Jalan menuju sukses dilihat dari segi pendidikan, tergantung pada merek institusi yang didatangi, seperti universitas "SKY". Untuk lulusan Universitas Nasional Seoul, Korea dan Yonsei, pintu terbuka. Bagi yang lain, ini lebih merupakan perjuangan.
"Ada persaingan tanpa akhir. Mereka hanya menjalani hidup sehari-hari. Menjaga hidup itu sendiri sangat sulit, itu penderitaan, dan satu-satunya kebahagiaan yang mereka rasakan adalah dalam hal-hal yang sangat kecil seperti makan sesuatu yang enak," kata Jang.
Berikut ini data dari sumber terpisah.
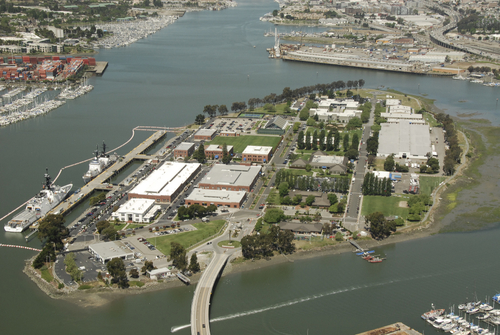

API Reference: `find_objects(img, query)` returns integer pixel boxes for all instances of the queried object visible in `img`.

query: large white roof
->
[243,145,273,155]
[130,162,201,196]
[186,188,246,204]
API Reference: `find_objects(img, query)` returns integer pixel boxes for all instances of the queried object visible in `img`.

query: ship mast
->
[44,168,51,190]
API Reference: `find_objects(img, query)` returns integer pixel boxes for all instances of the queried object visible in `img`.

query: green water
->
[0,0,500,335]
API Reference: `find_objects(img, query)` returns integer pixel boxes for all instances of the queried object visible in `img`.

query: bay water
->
[0,0,500,334]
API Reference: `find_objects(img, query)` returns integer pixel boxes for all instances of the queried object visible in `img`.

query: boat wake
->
[171,270,484,333]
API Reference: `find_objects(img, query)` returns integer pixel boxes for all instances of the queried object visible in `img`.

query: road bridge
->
[191,252,229,335]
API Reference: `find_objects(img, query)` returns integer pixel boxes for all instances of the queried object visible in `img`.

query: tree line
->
[435,113,462,175]
[362,172,392,197]
[241,225,295,259]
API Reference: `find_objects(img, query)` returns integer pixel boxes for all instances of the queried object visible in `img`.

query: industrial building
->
[194,129,217,141]
[205,144,234,159]
[241,145,273,163]
[377,120,432,159]
[128,162,201,203]
[174,142,194,158]
[198,164,261,192]
[112,198,161,223]
[185,188,246,208]
[89,241,134,264]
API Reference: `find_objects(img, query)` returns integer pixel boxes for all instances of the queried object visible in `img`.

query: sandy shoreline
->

"Adapun segala sesuatu dalam hidup, hal-hal yang tak tertahankan, tangguh, dan kompetitif. Dan ketika mereka lulus dari universitas, budaya kerja Korea Selatan yang patriarkal bisa sangat menindas,".
Belum usai dengan permasalahan di atas, Pandemi COVID-19 datang dan dampaknya dirasakan oleh anak muda Korea Selatan, khususnya perempuan. Saat pandemi melanda para paruh pertama tahun 2020 lalu, kasus bunuh diri perempuan muda melonjak 30 persen. Konsekuensi sosial dari krisis kesehatan pun semakin membebani perempuan muda.
Baca juga:
Kendati secara ekonomi lebih baik, dengan penurunan PDB hanya 1 persen, namun tingkat pengangguran kaum mudah naik menjadi 25 persen dari semula 20 persen.
Menurut Jang, pencegahan bunuh diri saja tidak cukup, sebab akar masalah orang untuk bunuh diri di sini adalah ketidaksetaraan sosial yang mengakar.
"Ini membutuhkan solusi jangka menengah hingga panjang. Lapangan kerja dan dukungan ekonomi untuk kaum muda berusia 20-an dan 30-an, dan lebih banyak dukungan untuk keluarga muda dengan anak-anak," pungkasnya.